Enfin, au-delà de la question strictement politique, il y a la question du respect des droits de l'homme et des réfugiés sahraouis – une question revêtant elle aussi un aspect politique, j'en conviens. Il est très clair que le respect du droit international, la défense, la promotion des droits de l'homme constituent une priorité de notre action diplomatique dans cette région comme partout dans le monde. Nous suivons attentivement le respect des droits de l'homme dans le monde entier, dans le respect de la souveraineté des États concernés, mais en maintenant avec ces États un dialogue dense, souvent intense. La France entretient ainsi un dialogue étroit, régulier et de confiance avec les autorités marocaines.

La question du Sahara occidental est également suivie au Conseil des droits de l'homme et, aux côtés de ses partenaires, la France appelle tous les États, y compris le Maroc, à respecter les engagements internationaux en matière de droits de l'homme – des engagements qu'ils ont d'ailleurs librement souscrits.

Sur la dimension humanitaire, je veux dire que notre ambassade en Algérie entretient un dialogue régulier avec les autorités algériennes sur la question des camps de réfugiés près de Tindouf. Elle effectue régulièrement des visites au sein de ces camps et y soutient l'action du HCR, notamment sur le plan financier. En 2021, nous avons ainsi versé une contribution de 250 000 euros, et nous contribuons également aux activités humanitaires du Programme alimentaire mondial (PAM) à Tindouf, en faveur de projets pour l'alimentation scolaire.

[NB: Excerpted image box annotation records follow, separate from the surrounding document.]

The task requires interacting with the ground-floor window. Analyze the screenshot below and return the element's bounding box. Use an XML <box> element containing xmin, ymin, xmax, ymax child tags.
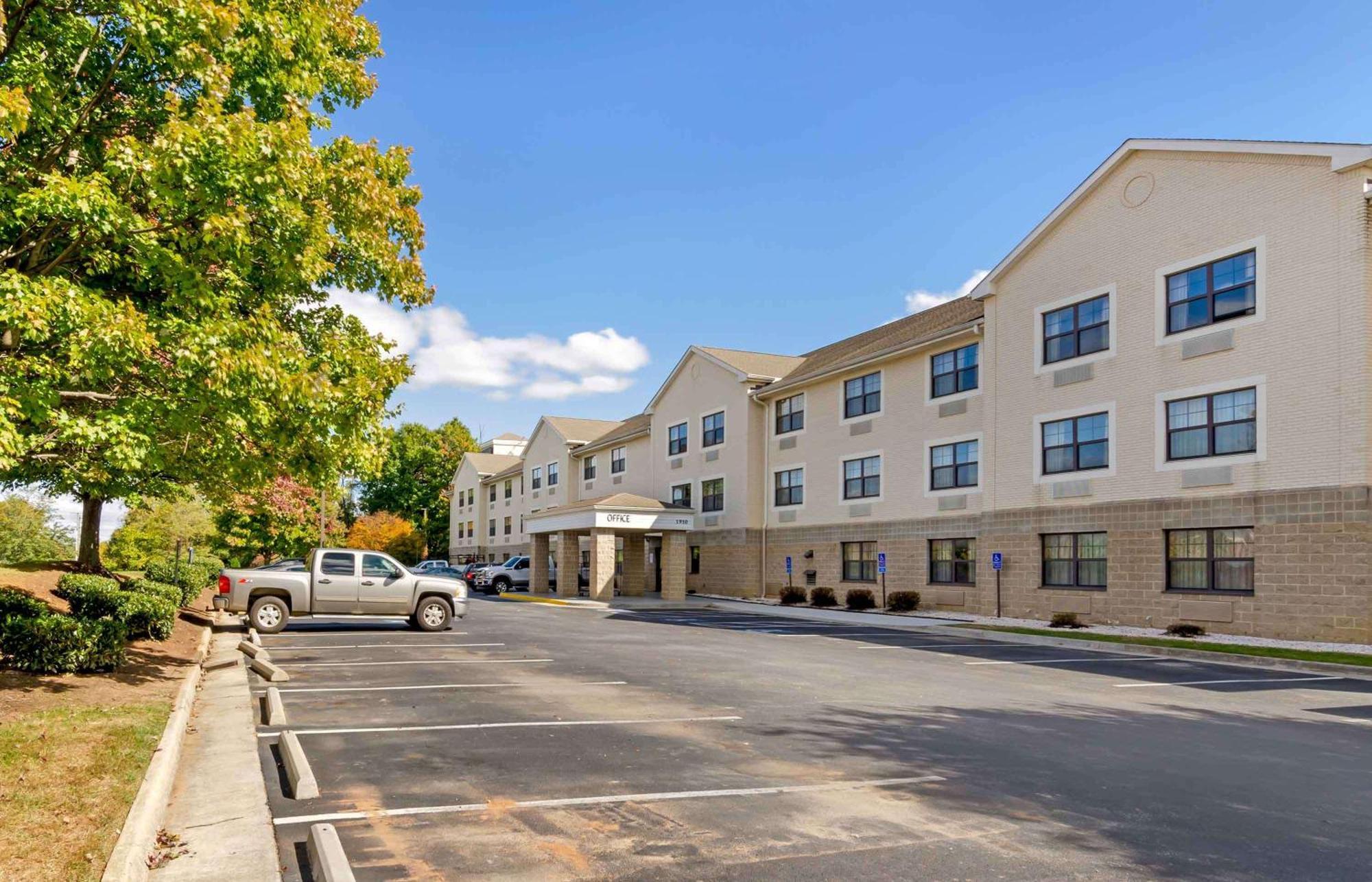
<box><xmin>1166</xmin><ymin>526</ymin><xmax>1253</xmax><ymax>594</ymax></box>
<box><xmin>929</xmin><ymin>539</ymin><xmax>977</xmax><ymax>585</ymax></box>
<box><xmin>842</xmin><ymin>543</ymin><xmax>877</xmax><ymax>583</ymax></box>
<box><xmin>1043</xmin><ymin>533</ymin><xmax>1106</xmax><ymax>588</ymax></box>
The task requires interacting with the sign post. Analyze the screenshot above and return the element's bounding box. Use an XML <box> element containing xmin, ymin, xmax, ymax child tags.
<box><xmin>991</xmin><ymin>551</ymin><xmax>1006</xmax><ymax>618</ymax></box>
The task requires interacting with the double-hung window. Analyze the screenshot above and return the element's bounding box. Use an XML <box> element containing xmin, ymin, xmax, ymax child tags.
<box><xmin>929</xmin><ymin>539</ymin><xmax>977</xmax><ymax>585</ymax></box>
<box><xmin>1043</xmin><ymin>533</ymin><xmax>1106</xmax><ymax>588</ymax></box>
<box><xmin>842</xmin><ymin>543</ymin><xmax>877</xmax><ymax>583</ymax></box>
<box><xmin>1168</xmin><ymin>251</ymin><xmax>1258</xmax><ymax>334</ymax></box>
<box><xmin>929</xmin><ymin>441</ymin><xmax>981</xmax><ymax>491</ymax></box>
<box><xmin>700</xmin><ymin>478</ymin><xmax>724</xmax><ymax>511</ymax></box>
<box><xmin>1168</xmin><ymin>526</ymin><xmax>1253</xmax><ymax>592</ymax></box>
<box><xmin>777</xmin><ymin>393</ymin><xmax>805</xmax><ymax>435</ymax></box>
<box><xmin>1168</xmin><ymin>387</ymin><xmax>1258</xmax><ymax>461</ymax></box>
<box><xmin>1043</xmin><ymin>294</ymin><xmax>1110</xmax><ymax>364</ymax></box>
<box><xmin>775</xmin><ymin>469</ymin><xmax>805</xmax><ymax>507</ymax></box>
<box><xmin>700</xmin><ymin>410</ymin><xmax>724</xmax><ymax>447</ymax></box>
<box><xmin>1043</xmin><ymin>413</ymin><xmax>1110</xmax><ymax>476</ymax></box>
<box><xmin>930</xmin><ymin>343</ymin><xmax>978</xmax><ymax>398</ymax></box>
<box><xmin>844</xmin><ymin>371</ymin><xmax>881</xmax><ymax>419</ymax></box>
<box><xmin>844</xmin><ymin>456</ymin><xmax>881</xmax><ymax>499</ymax></box>
<box><xmin>667</xmin><ymin>423</ymin><xmax>686</xmax><ymax>456</ymax></box>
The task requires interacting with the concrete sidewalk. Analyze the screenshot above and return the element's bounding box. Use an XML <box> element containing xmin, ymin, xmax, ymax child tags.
<box><xmin>150</xmin><ymin>628</ymin><xmax>281</xmax><ymax>882</ymax></box>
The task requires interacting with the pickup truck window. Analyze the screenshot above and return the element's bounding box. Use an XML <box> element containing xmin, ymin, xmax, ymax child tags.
<box><xmin>320</xmin><ymin>551</ymin><xmax>357</xmax><ymax>576</ymax></box>
<box><xmin>362</xmin><ymin>554</ymin><xmax>401</xmax><ymax>579</ymax></box>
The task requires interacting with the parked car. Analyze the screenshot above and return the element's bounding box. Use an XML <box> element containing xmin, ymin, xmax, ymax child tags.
<box><xmin>214</xmin><ymin>548</ymin><xmax>466</xmax><ymax>634</ymax></box>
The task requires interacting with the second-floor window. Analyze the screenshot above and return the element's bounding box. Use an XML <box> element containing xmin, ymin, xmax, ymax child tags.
<box><xmin>844</xmin><ymin>371</ymin><xmax>881</xmax><ymax>419</ymax></box>
<box><xmin>777</xmin><ymin>393</ymin><xmax>805</xmax><ymax>434</ymax></box>
<box><xmin>1168</xmin><ymin>251</ymin><xmax>1258</xmax><ymax>334</ymax></box>
<box><xmin>700</xmin><ymin>478</ymin><xmax>724</xmax><ymax>511</ymax></box>
<box><xmin>844</xmin><ymin>456</ymin><xmax>881</xmax><ymax>499</ymax></box>
<box><xmin>1168</xmin><ymin>387</ymin><xmax>1258</xmax><ymax>461</ymax></box>
<box><xmin>1043</xmin><ymin>294</ymin><xmax>1110</xmax><ymax>364</ymax></box>
<box><xmin>929</xmin><ymin>441</ymin><xmax>981</xmax><ymax>491</ymax></box>
<box><xmin>700</xmin><ymin>410</ymin><xmax>724</xmax><ymax>447</ymax></box>
<box><xmin>1043</xmin><ymin>413</ymin><xmax>1110</xmax><ymax>476</ymax></box>
<box><xmin>930</xmin><ymin>343</ymin><xmax>977</xmax><ymax>398</ymax></box>
<box><xmin>667</xmin><ymin>423</ymin><xmax>686</xmax><ymax>456</ymax></box>
<box><xmin>775</xmin><ymin>469</ymin><xmax>805</xmax><ymax>506</ymax></box>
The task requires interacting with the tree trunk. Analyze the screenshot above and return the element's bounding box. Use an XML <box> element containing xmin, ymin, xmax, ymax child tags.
<box><xmin>77</xmin><ymin>495</ymin><xmax>104</xmax><ymax>573</ymax></box>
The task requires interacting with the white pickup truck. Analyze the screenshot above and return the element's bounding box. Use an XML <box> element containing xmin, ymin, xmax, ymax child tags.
<box><xmin>214</xmin><ymin>548</ymin><xmax>466</xmax><ymax>634</ymax></box>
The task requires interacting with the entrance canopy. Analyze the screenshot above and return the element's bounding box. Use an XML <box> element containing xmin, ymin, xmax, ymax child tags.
<box><xmin>524</xmin><ymin>494</ymin><xmax>696</xmax><ymax>536</ymax></box>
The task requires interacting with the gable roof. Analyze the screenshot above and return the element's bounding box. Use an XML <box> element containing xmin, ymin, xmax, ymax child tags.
<box><xmin>970</xmin><ymin>137</ymin><xmax>1372</xmax><ymax>299</ymax></box>
<box><xmin>757</xmin><ymin>297</ymin><xmax>984</xmax><ymax>395</ymax></box>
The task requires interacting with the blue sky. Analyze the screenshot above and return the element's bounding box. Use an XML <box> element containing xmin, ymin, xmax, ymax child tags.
<box><xmin>335</xmin><ymin>0</ymin><xmax>1372</xmax><ymax>437</ymax></box>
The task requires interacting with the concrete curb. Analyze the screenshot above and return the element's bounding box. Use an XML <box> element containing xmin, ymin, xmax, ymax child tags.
<box><xmin>100</xmin><ymin>618</ymin><xmax>213</xmax><ymax>882</ymax></box>
<box><xmin>277</xmin><ymin>731</ymin><xmax>320</xmax><ymax>800</ymax></box>
<box><xmin>248</xmin><ymin>657</ymin><xmax>291</xmax><ymax>683</ymax></box>
<box><xmin>266</xmin><ymin>686</ymin><xmax>285</xmax><ymax>726</ymax></box>
<box><xmin>305</xmin><ymin>824</ymin><xmax>354</xmax><ymax>882</ymax></box>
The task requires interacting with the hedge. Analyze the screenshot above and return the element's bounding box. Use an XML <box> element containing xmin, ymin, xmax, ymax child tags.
<box><xmin>0</xmin><ymin>588</ymin><xmax>48</xmax><ymax>624</ymax></box>
<box><xmin>0</xmin><ymin>616</ymin><xmax>128</xmax><ymax>673</ymax></box>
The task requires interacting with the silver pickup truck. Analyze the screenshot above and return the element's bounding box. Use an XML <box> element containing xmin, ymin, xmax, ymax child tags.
<box><xmin>214</xmin><ymin>548</ymin><xmax>466</xmax><ymax>634</ymax></box>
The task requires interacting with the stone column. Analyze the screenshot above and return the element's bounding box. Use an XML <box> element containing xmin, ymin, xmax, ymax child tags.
<box><xmin>661</xmin><ymin>532</ymin><xmax>686</xmax><ymax>601</ymax></box>
<box><xmin>590</xmin><ymin>531</ymin><xmax>615</xmax><ymax>603</ymax></box>
<box><xmin>557</xmin><ymin>531</ymin><xmax>582</xmax><ymax>598</ymax></box>
<box><xmin>528</xmin><ymin>533</ymin><xmax>547</xmax><ymax>594</ymax></box>
<box><xmin>620</xmin><ymin>533</ymin><xmax>648</xmax><ymax>598</ymax></box>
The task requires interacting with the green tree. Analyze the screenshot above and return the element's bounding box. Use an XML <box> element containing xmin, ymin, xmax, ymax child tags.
<box><xmin>0</xmin><ymin>496</ymin><xmax>71</xmax><ymax>564</ymax></box>
<box><xmin>0</xmin><ymin>0</ymin><xmax>432</xmax><ymax>568</ymax></box>
<box><xmin>104</xmin><ymin>498</ymin><xmax>214</xmax><ymax>570</ymax></box>
<box><xmin>358</xmin><ymin>417</ymin><xmax>476</xmax><ymax>550</ymax></box>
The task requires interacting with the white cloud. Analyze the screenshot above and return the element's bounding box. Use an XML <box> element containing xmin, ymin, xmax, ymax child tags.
<box><xmin>906</xmin><ymin>269</ymin><xmax>989</xmax><ymax>314</ymax></box>
<box><xmin>329</xmin><ymin>290</ymin><xmax>649</xmax><ymax>401</ymax></box>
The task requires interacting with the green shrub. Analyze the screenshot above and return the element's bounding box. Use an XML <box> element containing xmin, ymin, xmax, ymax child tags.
<box><xmin>1048</xmin><ymin>613</ymin><xmax>1087</xmax><ymax>628</ymax></box>
<box><xmin>0</xmin><ymin>616</ymin><xmax>128</xmax><ymax>673</ymax></box>
<box><xmin>844</xmin><ymin>588</ymin><xmax>877</xmax><ymax>610</ymax></box>
<box><xmin>886</xmin><ymin>591</ymin><xmax>919</xmax><ymax>613</ymax></box>
<box><xmin>0</xmin><ymin>588</ymin><xmax>48</xmax><ymax>624</ymax></box>
<box><xmin>809</xmin><ymin>588</ymin><xmax>838</xmax><ymax>606</ymax></box>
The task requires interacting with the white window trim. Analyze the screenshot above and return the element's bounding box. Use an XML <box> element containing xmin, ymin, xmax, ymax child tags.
<box><xmin>1033</xmin><ymin>281</ymin><xmax>1120</xmax><ymax>375</ymax></box>
<box><xmin>702</xmin><ymin>406</ymin><xmax>729</xmax><ymax>456</ymax></box>
<box><xmin>767</xmin><ymin>386</ymin><xmax>801</xmax><ymax>438</ymax></box>
<box><xmin>840</xmin><ymin>368</ymin><xmax>890</xmax><ymax>423</ymax></box>
<box><xmin>697</xmin><ymin>474</ymin><xmax>729</xmax><ymax>516</ymax></box>
<box><xmin>838</xmin><ymin>450</ymin><xmax>889</xmax><ymax>506</ymax></box>
<box><xmin>1152</xmin><ymin>236</ymin><xmax>1268</xmax><ymax>346</ymax></box>
<box><xmin>922</xmin><ymin>335</ymin><xmax>986</xmax><ymax>406</ymax></box>
<box><xmin>1152</xmin><ymin>375</ymin><xmax>1268</xmax><ymax>472</ymax></box>
<box><xmin>922</xmin><ymin>431</ymin><xmax>986</xmax><ymax>497</ymax></box>
<box><xmin>774</xmin><ymin>461</ymin><xmax>809</xmax><ymax>511</ymax></box>
<box><xmin>1032</xmin><ymin>401</ymin><xmax>1120</xmax><ymax>484</ymax></box>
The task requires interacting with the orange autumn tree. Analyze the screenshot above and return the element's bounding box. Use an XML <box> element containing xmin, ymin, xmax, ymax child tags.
<box><xmin>347</xmin><ymin>511</ymin><xmax>424</xmax><ymax>564</ymax></box>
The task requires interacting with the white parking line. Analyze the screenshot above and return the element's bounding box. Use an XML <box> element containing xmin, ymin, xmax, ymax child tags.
<box><xmin>258</xmin><ymin>716</ymin><xmax>742</xmax><ymax>738</ymax></box>
<box><xmin>254</xmin><ymin>680</ymin><xmax>628</xmax><ymax>695</ymax></box>
<box><xmin>272</xmin><ymin>775</ymin><xmax>947</xmax><ymax>827</ymax></box>
<box><xmin>963</xmin><ymin>655</ymin><xmax>1179</xmax><ymax>665</ymax></box>
<box><xmin>1114</xmin><ymin>677</ymin><xmax>1343</xmax><ymax>690</ymax></box>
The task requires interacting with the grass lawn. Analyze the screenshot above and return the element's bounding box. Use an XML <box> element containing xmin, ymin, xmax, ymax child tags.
<box><xmin>955</xmin><ymin>625</ymin><xmax>1372</xmax><ymax>668</ymax></box>
<box><xmin>0</xmin><ymin>701</ymin><xmax>172</xmax><ymax>882</ymax></box>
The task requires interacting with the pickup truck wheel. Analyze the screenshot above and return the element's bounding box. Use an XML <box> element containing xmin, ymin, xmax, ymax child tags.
<box><xmin>414</xmin><ymin>598</ymin><xmax>453</xmax><ymax>631</ymax></box>
<box><xmin>248</xmin><ymin>598</ymin><xmax>291</xmax><ymax>634</ymax></box>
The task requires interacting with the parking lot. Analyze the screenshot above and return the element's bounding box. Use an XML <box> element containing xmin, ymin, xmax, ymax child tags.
<box><xmin>254</xmin><ymin>599</ymin><xmax>1372</xmax><ymax>879</ymax></box>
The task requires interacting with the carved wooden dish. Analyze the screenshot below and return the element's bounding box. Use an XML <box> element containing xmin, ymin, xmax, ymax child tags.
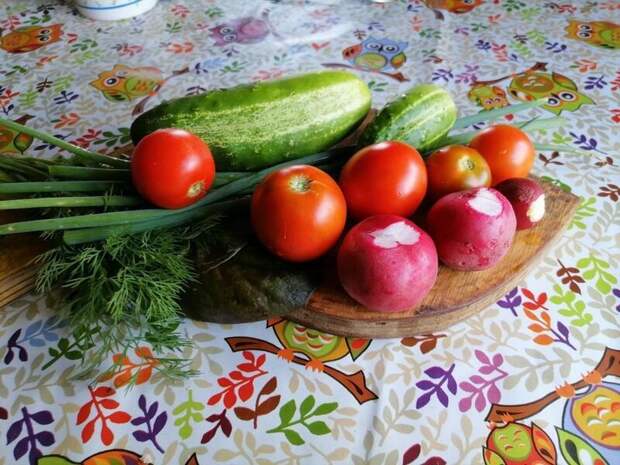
<box><xmin>0</xmin><ymin>178</ymin><xmax>579</xmax><ymax>338</ymax></box>
<box><xmin>287</xmin><ymin>182</ymin><xmax>579</xmax><ymax>338</ymax></box>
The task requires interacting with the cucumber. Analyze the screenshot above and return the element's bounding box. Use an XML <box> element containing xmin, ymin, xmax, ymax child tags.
<box><xmin>131</xmin><ymin>71</ymin><xmax>370</xmax><ymax>171</ymax></box>
<box><xmin>360</xmin><ymin>84</ymin><xmax>456</xmax><ymax>153</ymax></box>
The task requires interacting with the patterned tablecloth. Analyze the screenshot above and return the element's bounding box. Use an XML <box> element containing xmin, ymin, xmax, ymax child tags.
<box><xmin>0</xmin><ymin>0</ymin><xmax>620</xmax><ymax>465</ymax></box>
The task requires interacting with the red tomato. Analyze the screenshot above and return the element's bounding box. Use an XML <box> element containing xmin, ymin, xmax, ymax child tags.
<box><xmin>340</xmin><ymin>141</ymin><xmax>427</xmax><ymax>219</ymax></box>
<box><xmin>426</xmin><ymin>145</ymin><xmax>491</xmax><ymax>199</ymax></box>
<box><xmin>469</xmin><ymin>124</ymin><xmax>536</xmax><ymax>186</ymax></box>
<box><xmin>131</xmin><ymin>128</ymin><xmax>215</xmax><ymax>208</ymax></box>
<box><xmin>252</xmin><ymin>165</ymin><xmax>347</xmax><ymax>262</ymax></box>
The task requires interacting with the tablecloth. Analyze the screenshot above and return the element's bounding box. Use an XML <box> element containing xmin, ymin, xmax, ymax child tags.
<box><xmin>0</xmin><ymin>0</ymin><xmax>620</xmax><ymax>465</ymax></box>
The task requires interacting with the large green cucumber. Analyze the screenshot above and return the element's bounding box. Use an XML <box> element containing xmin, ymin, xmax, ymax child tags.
<box><xmin>360</xmin><ymin>84</ymin><xmax>456</xmax><ymax>152</ymax></box>
<box><xmin>131</xmin><ymin>71</ymin><xmax>370</xmax><ymax>171</ymax></box>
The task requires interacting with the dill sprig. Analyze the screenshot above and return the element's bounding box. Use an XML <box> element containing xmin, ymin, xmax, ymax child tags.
<box><xmin>36</xmin><ymin>219</ymin><xmax>219</xmax><ymax>384</ymax></box>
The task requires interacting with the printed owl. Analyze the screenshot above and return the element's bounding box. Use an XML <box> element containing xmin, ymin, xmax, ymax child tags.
<box><xmin>482</xmin><ymin>421</ymin><xmax>557</xmax><ymax>465</ymax></box>
<box><xmin>342</xmin><ymin>36</ymin><xmax>407</xmax><ymax>71</ymax></box>
<box><xmin>0</xmin><ymin>115</ymin><xmax>34</xmax><ymax>155</ymax></box>
<box><xmin>467</xmin><ymin>84</ymin><xmax>508</xmax><ymax>110</ymax></box>
<box><xmin>508</xmin><ymin>71</ymin><xmax>594</xmax><ymax>115</ymax></box>
<box><xmin>0</xmin><ymin>24</ymin><xmax>62</xmax><ymax>53</ymax></box>
<box><xmin>423</xmin><ymin>0</ymin><xmax>482</xmax><ymax>14</ymax></box>
<box><xmin>37</xmin><ymin>449</ymin><xmax>152</xmax><ymax>465</ymax></box>
<box><xmin>267</xmin><ymin>318</ymin><xmax>371</xmax><ymax>371</ymax></box>
<box><xmin>209</xmin><ymin>17</ymin><xmax>270</xmax><ymax>47</ymax></box>
<box><xmin>556</xmin><ymin>371</ymin><xmax>620</xmax><ymax>464</ymax></box>
<box><xmin>90</xmin><ymin>65</ymin><xmax>164</xmax><ymax>102</ymax></box>
<box><xmin>565</xmin><ymin>19</ymin><xmax>620</xmax><ymax>49</ymax></box>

Je redis ici l'engagement déterminé de la France à faire prévaloir le droit international partout dans le monde, y compris au Sahara occidental. La France continuera de soutenir activement un processus en vue d'aboutir à une solution politique juste, durable et mutuellement acceptable, conformément aux résolutions du Conseil de sécurité des Nations unies. Elle restera naturellement en contact étroit avec les partenaires régionaux pour favoriser la désescalade et la reprise du processus politique, et nous continuerons de nous montrer actifs au Conseil de sécurité et de soutenir les efforts des Nations unies. Tels sont les éléments que je souhaitais porter à la connaissance de votre assemblée en ouverture de ce débat.